Floating from the city

Today’s guest post is by Peppercommer Dan Salazar.

floatation-tankNearly a year ago my friend from Florida urged me to try something called sensory deprivation floating. He told me it was a powerful experience that changed him for the better.

Essentially it’s a coffin-like pod filled with 10 inches of salty water (1,000 pounds of salt in 200 gallons of water) where you lay completely void of any sensory input, naked. The point is to get out of your regular routine of sensory distraction and be forced to confront yourself.

Last week I decided to give it a shot. I went online and found a spa-like place “where expertise and quality care meet”. As soon as I arrived at the center I realized it was nothing like I saw online. My float attendant didn’t seem to be too familiar with floating at all. When she took me up to the second floor of what I found out was a physical therapy office, she revealed to me that the float tank was located in the employee break room – online they called it a locker room. It seemed as if they just happened to have a tank in this location as opposed to building the office around it.

My friend’s attendant gave him a 20-minute chat about different breathing techniques, and told him exactly what to expect…while drinking tea. He said it was obvious the guy floated a lot himself. I had none of that.

Most of my first time was spent getting comfortable, figuring out what to do with my hands and trying not to hit the sides of the pod. All of which could have been mitigated if explained to me prior to my float. I ended up having a positive experience only because, there and only there, the only person in charge of my float experience was me. That said, next week I’ll happily spend an additional $10 to be at a real spa with real experts.

9 thoughts on “Floating from the city

  1. Johnny: Just reading your comment now. This was a guest post written by Dan Salazar, one of our employees. That said, I did try floating once, and wasn’t at all comfortable with the overall hygiene (i.e. how often was it cleaned). Btw, I do hope you didn’t down your usual quart of DayQuil before floating.

    • Steve – here’s an idea. Fill that damn thing with DayQuill (or NightQuill)! We’d never catch a cold, we’d have a great night’s sleep – then again, if you roll over, you drown.
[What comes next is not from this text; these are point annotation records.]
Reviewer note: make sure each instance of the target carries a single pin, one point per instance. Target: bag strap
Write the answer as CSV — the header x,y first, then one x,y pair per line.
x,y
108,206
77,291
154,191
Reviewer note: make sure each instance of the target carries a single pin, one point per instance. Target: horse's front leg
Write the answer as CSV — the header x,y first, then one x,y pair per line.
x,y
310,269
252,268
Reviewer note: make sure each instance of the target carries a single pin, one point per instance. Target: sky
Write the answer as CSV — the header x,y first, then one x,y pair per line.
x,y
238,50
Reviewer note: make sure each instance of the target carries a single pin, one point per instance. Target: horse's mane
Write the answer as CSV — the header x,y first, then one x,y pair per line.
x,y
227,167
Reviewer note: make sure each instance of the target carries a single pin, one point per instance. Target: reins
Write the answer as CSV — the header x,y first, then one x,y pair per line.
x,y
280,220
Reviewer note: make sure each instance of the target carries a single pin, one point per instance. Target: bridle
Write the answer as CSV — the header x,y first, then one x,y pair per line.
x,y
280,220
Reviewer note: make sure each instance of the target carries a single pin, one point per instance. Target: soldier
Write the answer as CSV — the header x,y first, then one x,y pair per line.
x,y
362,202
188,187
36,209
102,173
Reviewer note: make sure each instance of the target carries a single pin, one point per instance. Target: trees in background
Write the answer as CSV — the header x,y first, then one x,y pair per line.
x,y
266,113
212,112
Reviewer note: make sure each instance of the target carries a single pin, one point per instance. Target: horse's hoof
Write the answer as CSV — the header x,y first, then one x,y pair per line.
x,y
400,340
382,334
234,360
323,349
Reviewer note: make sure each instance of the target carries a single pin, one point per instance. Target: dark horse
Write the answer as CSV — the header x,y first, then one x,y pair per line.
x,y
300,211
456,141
Once again, reminds me of EPB.

      Dan – forgive me, didn’t realize it was you, but I’m assuming you consider it a compliment to confuse you with Steve.

      • Of course John and to tell you the truth I thought your first comment came from Steve. Man, we are thinking of Steve way too much

  2. It sounds to me as if the tank at this facility was really an afterthought. Were you worried about how clean it was. Doesn’t sound to me as if there are any regulations in place and I’d be concerned about swimming in someone else’s sloughed off cells.

    • Yea for sure! The water even had a yellow tint to it that made me feel very uncomfortable BUT the fact that there was 1000 pounds of salt kept me calm. Also when I finished my session I noticed the tank went into what seemed to be a cleaning stage, where all the water was circulated.

  3. Steve – I tried this in Hong Kong about 8 / 10 years ago – though it cost about $50 a pop over here. Last thing it did was relax me. First, yeah, totally felt like a coffin – even with Enya music; death simulation was not all that enlightening. Second, I felt like I was in someone else’s bath water. Third, yeah, the floating guru instructor freaked me out. Finally, somehow, it seems to misalign my spine – i actually hurt afterwards. So, all in all, felt just like EPB.

    • Agreed Steve. After my first float my neck hurt terribly. I figured out from my second visit that I kept my neck tense the whole time in order to keep it afloat, instead of trusting the buoyancy of the water and relaxing my whole body.